Personal information
- Nationality: British (English)
- Born: 2 June 1955 (age 71)

Sport
- Club: Wymondham Dell BC

Medal record
Representing England
World Outdoor Championships
| Bronze medal – third place | 1988 Auckland | triples |
| Bronze medal – third place | 1988 Auckland | fours |
| Gold medal – first place | 1988 Auckland | team |
| Silver medal – second place | 1992 Worthing | team |
Commonwealth Games
| Gold medal – first place | 2002 | Men's fours |
British Isles Championships
| Gold medal – first place | 1990 | singles |

= John Ottaway =

English lawn bowler

John Ottaway is an English international lawn bowler born on 2 June 1955.

== Bowls career ==
John began bowling in 1970 aged just 15 and played indoors and outdoors for Wymondham Dell club in Norfolk.
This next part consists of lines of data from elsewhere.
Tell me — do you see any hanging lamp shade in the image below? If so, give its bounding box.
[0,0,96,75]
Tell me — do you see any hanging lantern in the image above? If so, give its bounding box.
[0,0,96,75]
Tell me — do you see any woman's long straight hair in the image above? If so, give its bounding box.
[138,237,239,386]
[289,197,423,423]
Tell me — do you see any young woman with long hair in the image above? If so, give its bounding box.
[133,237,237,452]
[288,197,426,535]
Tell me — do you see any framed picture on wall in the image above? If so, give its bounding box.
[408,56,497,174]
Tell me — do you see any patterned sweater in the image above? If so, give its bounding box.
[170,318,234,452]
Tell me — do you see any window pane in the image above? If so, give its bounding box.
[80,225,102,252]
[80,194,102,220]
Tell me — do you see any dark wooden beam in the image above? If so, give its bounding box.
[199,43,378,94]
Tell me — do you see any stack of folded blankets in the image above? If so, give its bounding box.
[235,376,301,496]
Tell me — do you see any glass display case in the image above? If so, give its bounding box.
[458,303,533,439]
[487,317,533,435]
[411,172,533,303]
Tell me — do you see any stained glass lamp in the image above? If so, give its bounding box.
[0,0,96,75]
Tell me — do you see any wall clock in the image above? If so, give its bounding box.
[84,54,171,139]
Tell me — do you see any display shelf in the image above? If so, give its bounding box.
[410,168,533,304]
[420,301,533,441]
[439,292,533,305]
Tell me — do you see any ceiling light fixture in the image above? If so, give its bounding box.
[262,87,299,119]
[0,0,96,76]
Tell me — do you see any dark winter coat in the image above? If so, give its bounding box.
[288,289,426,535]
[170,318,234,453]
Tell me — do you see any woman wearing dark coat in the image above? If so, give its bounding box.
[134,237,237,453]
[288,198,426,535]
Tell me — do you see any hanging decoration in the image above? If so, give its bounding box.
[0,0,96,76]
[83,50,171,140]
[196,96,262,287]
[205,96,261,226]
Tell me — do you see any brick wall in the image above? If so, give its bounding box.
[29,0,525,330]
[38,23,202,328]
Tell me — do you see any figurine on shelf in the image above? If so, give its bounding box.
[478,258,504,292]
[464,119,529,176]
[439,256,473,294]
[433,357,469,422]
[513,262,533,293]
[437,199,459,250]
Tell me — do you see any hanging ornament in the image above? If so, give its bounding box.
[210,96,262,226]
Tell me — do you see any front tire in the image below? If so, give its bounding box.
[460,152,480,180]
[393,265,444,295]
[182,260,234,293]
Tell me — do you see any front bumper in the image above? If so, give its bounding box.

He represented England at the 1990 Commonwealth Games in the fours, at the 1990 Commonwealth Games in Auckland, New Zealand and the fours at the 1998 Commonwealth Games in Kuala Lumpur, Malaysia.

His greatest moment came when winning the gold medal at the 2002 Commonwealth Games in the Men's fours at the 2002 Commonwealth Games. John became Norfolk bowls president in 2014.

He has won five National Championship titles in 1989, 1990, 1996, 2000 and 2001 and won the singles at the British Isles Bowls Championships in 1990.